Seit zehn Jahren unterstützt der Muntelierer Louis Bischof arme Dörfer

Seit seiner Pensionierung vor zehn Jahren hat der Muntelierer Louis Bischof unzählige Hilfsgütertransporte nach Ungarn organisiert. Viele Familien, aber auch Schulen und Spitäler konnten bereits von seiner Hilfe profitieren.

Von CORINNE AEBERHARD

Louis Bischof und seine Frau Jeannette sind gerade dabei, Kleider zu sortieren und in Säcke zu verpacken. Bald steht eine Hilfslieferung nach Ungarn an und dann muss alles bereit sein.

«Täglich werden Säcke mit Kleidern vor unserer Haustür deponiert», sagt Louis Bischof. Die Leute wissen, dass die gespendeten Sachen nach Ungarn transportiert werden und dort an bedürftige Menschen abgegeben werden. Die von Louis Bischof gegründete Politeon-Stiftung ist Garantin dafür, dass die Kleider an den richtigen Ort gelangen und die Hilfe jenen zukommt, die sie brauchen.
Die Stiftung, das ist niemand anderes als Louis Bischof und seine Frau Jeannette. Die Bischofs sind die Sammelstelle für Hilfsgüter, aber auch die Organisatoren der Transporte nach Ungarn, und sie erledigen auch die administrativen Arbeiten. Täglich investieren sie zwischen zwei und vier Stunden dafür, sagt Louis Bischof. Diese Arbeit machen sie unentgeltlich. «Ich selber nehme keinen Rappen», betont der Stiftungsgründer.

Ein prägendes Erlebnis

«Ich hänge an Ungarn», sagt der in Muntelier lebende Bischof. Es sei ihm ein Bedürfnis, diese Arbeit zu tun, begründet er seinen langjährigen Einsatz. Ohne die Unterstützung seiner Frau ginge das aber nicht, sagt er.
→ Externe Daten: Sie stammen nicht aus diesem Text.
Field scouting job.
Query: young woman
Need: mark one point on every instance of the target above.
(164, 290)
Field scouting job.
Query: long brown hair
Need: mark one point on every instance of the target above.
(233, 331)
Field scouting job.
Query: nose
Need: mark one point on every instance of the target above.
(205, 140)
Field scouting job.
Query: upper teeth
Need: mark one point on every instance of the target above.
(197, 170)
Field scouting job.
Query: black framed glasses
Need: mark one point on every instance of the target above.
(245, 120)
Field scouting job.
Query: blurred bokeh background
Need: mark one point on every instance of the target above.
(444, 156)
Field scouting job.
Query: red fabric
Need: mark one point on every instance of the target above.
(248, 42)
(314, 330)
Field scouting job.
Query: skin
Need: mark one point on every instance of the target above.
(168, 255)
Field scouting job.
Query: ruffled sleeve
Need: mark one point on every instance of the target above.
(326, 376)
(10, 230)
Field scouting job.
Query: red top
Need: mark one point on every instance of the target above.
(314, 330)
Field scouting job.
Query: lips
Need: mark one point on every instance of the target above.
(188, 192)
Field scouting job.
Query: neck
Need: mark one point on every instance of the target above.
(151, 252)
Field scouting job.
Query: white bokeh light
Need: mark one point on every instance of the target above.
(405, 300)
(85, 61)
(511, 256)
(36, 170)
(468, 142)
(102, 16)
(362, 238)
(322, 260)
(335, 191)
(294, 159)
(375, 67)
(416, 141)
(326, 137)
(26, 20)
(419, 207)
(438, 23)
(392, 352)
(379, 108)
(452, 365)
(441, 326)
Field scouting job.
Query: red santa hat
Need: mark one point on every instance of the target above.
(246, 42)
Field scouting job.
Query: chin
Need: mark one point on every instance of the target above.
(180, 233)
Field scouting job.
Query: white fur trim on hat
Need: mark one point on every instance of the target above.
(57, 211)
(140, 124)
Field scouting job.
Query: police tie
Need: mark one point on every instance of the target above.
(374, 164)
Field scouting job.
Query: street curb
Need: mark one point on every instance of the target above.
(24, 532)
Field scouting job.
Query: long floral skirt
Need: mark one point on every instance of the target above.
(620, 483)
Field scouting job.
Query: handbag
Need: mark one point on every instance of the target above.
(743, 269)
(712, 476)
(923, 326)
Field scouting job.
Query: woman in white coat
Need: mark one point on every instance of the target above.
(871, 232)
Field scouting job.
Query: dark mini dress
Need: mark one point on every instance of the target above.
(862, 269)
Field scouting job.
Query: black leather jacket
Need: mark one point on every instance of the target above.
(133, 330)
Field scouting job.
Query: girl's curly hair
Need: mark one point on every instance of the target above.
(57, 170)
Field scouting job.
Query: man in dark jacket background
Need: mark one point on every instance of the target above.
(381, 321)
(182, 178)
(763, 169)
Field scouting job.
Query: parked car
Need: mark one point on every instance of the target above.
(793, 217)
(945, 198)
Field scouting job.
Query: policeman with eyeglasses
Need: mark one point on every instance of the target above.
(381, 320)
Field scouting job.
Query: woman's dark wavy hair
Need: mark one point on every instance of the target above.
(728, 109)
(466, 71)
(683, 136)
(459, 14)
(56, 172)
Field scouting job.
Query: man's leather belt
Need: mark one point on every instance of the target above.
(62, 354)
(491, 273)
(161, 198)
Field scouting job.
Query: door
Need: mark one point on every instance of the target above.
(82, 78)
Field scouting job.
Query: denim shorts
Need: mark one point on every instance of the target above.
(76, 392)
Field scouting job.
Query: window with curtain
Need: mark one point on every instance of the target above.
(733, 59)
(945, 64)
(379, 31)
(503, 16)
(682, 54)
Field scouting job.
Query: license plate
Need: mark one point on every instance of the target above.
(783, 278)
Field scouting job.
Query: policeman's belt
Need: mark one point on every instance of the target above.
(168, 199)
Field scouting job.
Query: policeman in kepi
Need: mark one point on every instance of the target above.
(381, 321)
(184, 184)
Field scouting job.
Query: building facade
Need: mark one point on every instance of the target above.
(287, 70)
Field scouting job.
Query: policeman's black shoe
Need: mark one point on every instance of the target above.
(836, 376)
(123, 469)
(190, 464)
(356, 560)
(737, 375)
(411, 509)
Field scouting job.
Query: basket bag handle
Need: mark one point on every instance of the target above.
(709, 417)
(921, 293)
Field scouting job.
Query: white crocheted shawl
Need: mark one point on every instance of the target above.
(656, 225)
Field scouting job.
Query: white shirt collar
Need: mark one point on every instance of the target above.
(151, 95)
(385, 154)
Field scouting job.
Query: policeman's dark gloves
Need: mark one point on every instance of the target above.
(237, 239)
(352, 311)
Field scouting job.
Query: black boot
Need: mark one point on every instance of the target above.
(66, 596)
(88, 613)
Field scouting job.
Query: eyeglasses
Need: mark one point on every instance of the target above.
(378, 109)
Die Liebe zu Ungarn kommt nicht von ungefähr. Louis Bischof lebte als Kind einige Jahre dort, weil sein Vater Konsul war. Besonders geprägt haben ihn Begegnungen mit Flüchtlingen, erzählt er. Viele seien mit dem Zug unterwegs gewesen, und das Elend, das sich jeweils auf den Bahnsteigen abgespielt hatte, ist ihm immer noch sehr präsent. Die Leute seien ausgestiegen und hätten sich zum Wasser gedrängt. Manche Frauen gebaren ihre Kinder im Zug. Für sie sammelte er damals im Dorf Windeln und Nahrung. Eine Mutter nahm er mit nach Hause, damit sie sich und das Kind waschen konnte. Das Bild von der Frau, die dann ihr Kind gestillt hatte, prägte Louis Bischof «für das ganze Leben», erzählt er.
Kurze Zeit später musste Bischof selber flüchten. Zusammen mit zwei Brüdern kam der damals 15-Jährige 1944 zurück in die Schweiz. Eine Zeitlang war er in einem Heim in Lausanne untergebracht. Seine Eltern und ein weiterer Bruder galten zeitweise als vermisst. Die Schweiz sei ihm damals sehr fremd vorgekommen, erinnert er sich.

Schlechter Empfang

Jahre später, als Louis Bischof seiner eigenen Familie die «zweite Heimat» zeigen wollte, wurde er nicht sehr gut aufgenommen. Dass er Ungarisch sprach, aber kein Ungare war, sei das gar nicht gut angekommen. Schon an der Grenze wurde die Familie aufgehalten. «Wir wurden wie Verbrecher behandelt. Man glaubte, ich sei ein Spion.» Da habe er gesagt, er fahre erst wieder hin, «wenn der rote Adler verschwunden ist».

Grosse Armut

1989 war es so weit. Louis Bischof fuhr wieder hin und organisierte eine Klassenzusammenkunft mit seinen ehemaligen Mitschülern. Diese sagten ihm, wenn er jemandem helfen wolle, dann solle er den Osten von Ungarn berücksichtigen. Er kam in Kontakt mit einem Priester von dort und fuhr in die Region. Was er vorfand, seien «bitterarme Dörfer» gewesen, erzählt Bischof. Zurück in der Schweiz, organisierte er in in Murten ein Fest mit dem Titel «Ungarn zu Gast». Kurz darauf gründete er zusammen mit Ungaren die Stiftung Politeon.